Chiliboy Ralepelle the player is done. Chiliboy Ralepelle the man has a shot at redemption, writes RYAN VREDE in the latest SA Rugby magazine.
I write this story because Chiliboy Ralepelle’s black life matters.
I write this column in the wake of him being handed an eight-year ban after a positive test for an anabolic steroid. It is his third such offence, albeit the first was determined to be a ‘no-fault’ and resulted in a reprimand.
His career is over and he has to take ownership of that. Ralepelle does believe he has grounds for an appeal that would reduce the ban from eight years to four, but he is 33 years old. In a best-case scenario, he would be 37 when the ban ends. His career is over.
Ralepelle surrendered any chance he had at a sympathetic ear from rugby’s fraternity with the second positive test. Most South Africans are understanding and slow to anger, especially when their sports heroes and heroines are involved. Had he admitted guilt and remedied his behaviour after the second conviction, Ralepelle could have gone on and rid himself of the stigma of a drug cheat. Instead he chose to deny it happened, defying medical science and the testing process.
That science and testing process wasn’t wrong the first time, it was simply deemed that Ralepelle had unwittingly used Bok-approved supplements containing a banned substance. Perhaps the first ‘no-fault’ determination steeled his resolve the second time around. But the science wasn’t wrong then, and it isn’t wrong this time.

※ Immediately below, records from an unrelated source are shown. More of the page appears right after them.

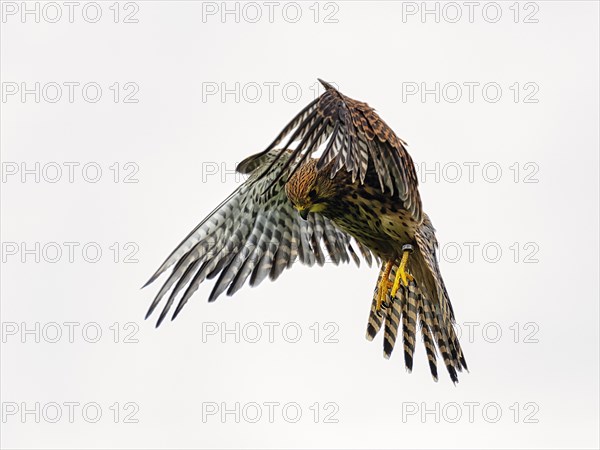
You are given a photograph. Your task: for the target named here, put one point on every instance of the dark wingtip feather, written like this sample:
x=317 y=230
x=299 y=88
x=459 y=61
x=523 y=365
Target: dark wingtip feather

Asked for comment on the ban, Ralepelle told Sibusiso Mjikeliso of Media24: ‘But that’s life. C’est la vie’. It is a French phrase used in English as idiom to express acceptance or resignation. But that isn’t life, Chiliboy. It is the life you made it.
That Ralepelle would deliver this misguided assessment of his ‘life’ to a black journalist stings more because he was meant to be what Siya Kolisi is today, a symbol of black excellence and a reference point for young black men and women with a dream and the talent and temperament to turn that dream into a reality. Instead he will be remembered as a cautionary tale.

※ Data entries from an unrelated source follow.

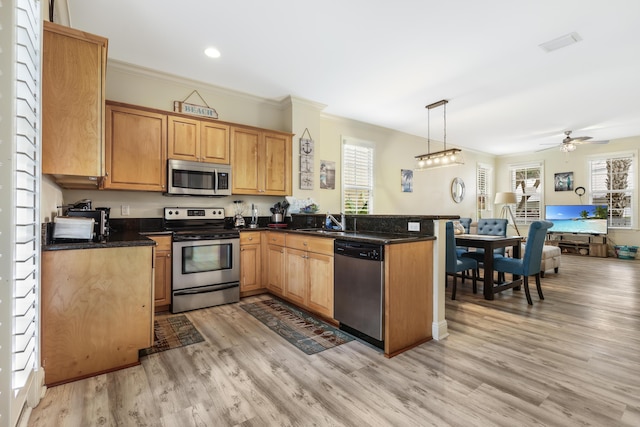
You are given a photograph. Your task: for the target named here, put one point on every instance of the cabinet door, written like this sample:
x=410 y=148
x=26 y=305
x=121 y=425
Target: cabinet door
x=277 y=168
x=296 y=279
x=250 y=268
x=276 y=269
x=183 y=138
x=214 y=143
x=96 y=310
x=162 y=284
x=136 y=149
x=73 y=102
x=320 y=284
x=245 y=145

That’s why this black life matters.
Despite all his failings I feel for Ralepelle. I doubt anyone in my profession took a more keen interest in the kid from Tzaneen and tracked his career more closely. I was proud to watch him become the first black player and youngest to captain the Springboks against the World XI in Leicester in 2006. And I was devastated to watch him being treated like a political pawn for much of his Test career.
In an ideal world we develop the coping mechanisms to avoid becoming victims of circumstance. But we’re imperfect in an imperfect world and I fear Ralepelle’s experience of professional rugby at the time broke him irreparably in a professional context.

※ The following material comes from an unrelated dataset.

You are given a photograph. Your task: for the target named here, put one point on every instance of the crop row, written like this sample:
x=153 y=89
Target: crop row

I hope it didn’t break the man. The man has a critical role to play in South African rugby. If Ralepelle can take ownership of his mistakes, he can become a guiding light for the likes of Aphiwe Dyantyi, the potent Springbok wing facing a drugs ban, and, more importantly, young black players entering the professional ranks who are vulnerable to following the path Ralepelle did.
That is Ralepelle’s road to redemption. But it starts with being honest with himself. Of all the people whose belief and trust he betrayed with these decisions, he hurt none more than himself.